– Город-бутылка без корабля; витрины наизнанку, манекены более дружелюбны, чем вся эта толпа; жизнь – конкурс на самую устойчивую иллюзию…
– Я скучал по такому.
Ши улыбнулась очень уравновешенно и продолжила тянуть коктейль, мяту мять и пережёвывать вафли, как будто о корневиновой диете никогда и не слышала.
На столе рядом с ними стоял пышный и благородный букет, собранный из веток индигоферы, созданный влюблённым мужчиной вне какой-либо стратегии, но по велению сердца. Он бы и промолчал, но любопытство одержало верх, Сэвен сделал непринуждённое лицо и спросил:
– Скажи, а о чём ты думаешь, когда слышишь про индиго?
– Мне кажется, где-то должен быть остров, то ли страна, но, скорее, остров, и там такой воздух цветной, что ли, синий, а всё потому, что там везде заросли индиго, и эта энергия синего заполняет всё, придавая жизни томление и взвешенность… Тебе это скучно слышать?
– Мне это счастливей всего на свете слышать. Прошу тебя, ты только продолжай, не останавливайся.
– Ладно… И вот там такие существа водятся, которые считают, что тот, кто научится видеть синий, умеет жить настоящим…

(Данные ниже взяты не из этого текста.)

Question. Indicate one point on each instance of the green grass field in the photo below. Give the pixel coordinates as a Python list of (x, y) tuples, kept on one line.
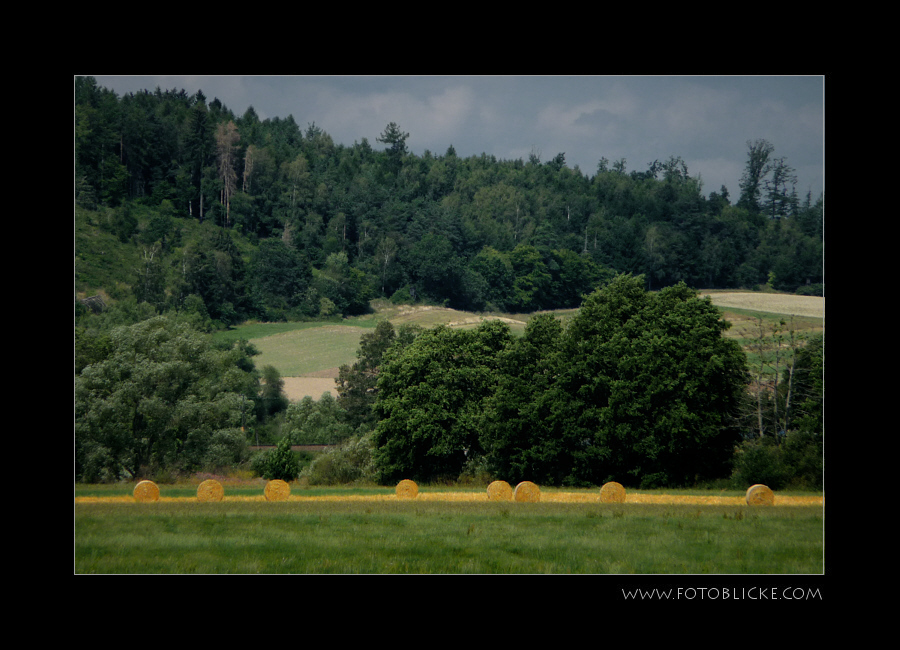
[(437, 537), (308, 349)]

Сэвен смотрел, как слова выходили из её рта, он смотрел на неё сейчас и мечтал, чтобы она только не останавливалась, чтобы она говорила и говорила, создавая снова Паредем для них, корн, малибас, нгбору – да какая разница, как это называется, главное, что теперь они шли туда вместе…
РАССКАЗЫ
АРАБСКИЕ ФОНАРИКИ
Стеклянный прямоугольник, немного света просачивается, тишина. Это начинается на закате: тонкие шершавые шорохи пробираются в уши, и через пару минут две волны смелых, просторных бабочек проносятся перед стеклом, так мощно – неожиданная эмоция, к которой готовился, выстраивал сюжет, а в итоге опять по-новому случилось снова мандраж, и снова солнце по-другому садилось, иначе раскрывались крылья у них.
…Он прожил тут двадцать девять месяцев. Успокаивался, когда приходило утро, а потом опять он начинал задыхаться, греметь, то ли расплачиваться за что-то историческое, то ли в круговороте биться, разыскивая свои устойчивые роли, и снова падал водой в помешанные океаны памяти. И снова протискивал себя по кускам сквозь тонкие норы давних ощущений, просматривая собственную биографию глазами павлиноглазок, тонкопрядов и этих гигантских мандариновошёрстных деточек, которых лёгкий ветерок гоняет по луковым старомодным цветам, выстраивая собственный рисунок пространства и времени – бабочную систему координат.
Али прижимает острую горячую чашку к губе и старается не говорить с собой, это же так очевидно – молчать тут, в окружении луковых полей, среди абсолютного лета. Никого нет рядом, но эта первозданная мимика деревьев, этот разглаженный спокойствием грунт, этот пейзаж ошеломительной нежности, этот горизонт, выведенный подёргиванием сердца, катушки нервов, расставленные по порогам в ожидании дождя – это всё рядом застыло, здесь же, и смотрящий теперь встроен туда как часть.
Он не отказывался от страданий, он не просил лёгкости, но как они летают, не видя стёкол, – это же ни на что не похоже, это же молитва его, память, собранная из живых тел.
Али садится на потрёпанный коврик, закрывает глаза и так негромко, тихо произносит слова, что даже и звука нет, а только шорохи остаются около его рта.
Он опускает лицо и вытряхивает эти беспрерывные переговоры из себя, освобождает голову, но там словно прилипло всё к основанию, и ничего не сыплется. Надо продолжать. День за днём он неустанно трясёт головой в молитве, надеясь удалить эти наросты пульсирующие, эти испорченные звуки, которые ничему не дают пробираться внутрь – застряли и стопор, как будто бы оглох, и хоть в этой тишине окружающей не так много приятного, однако иногда хотелось бы и её расслышать.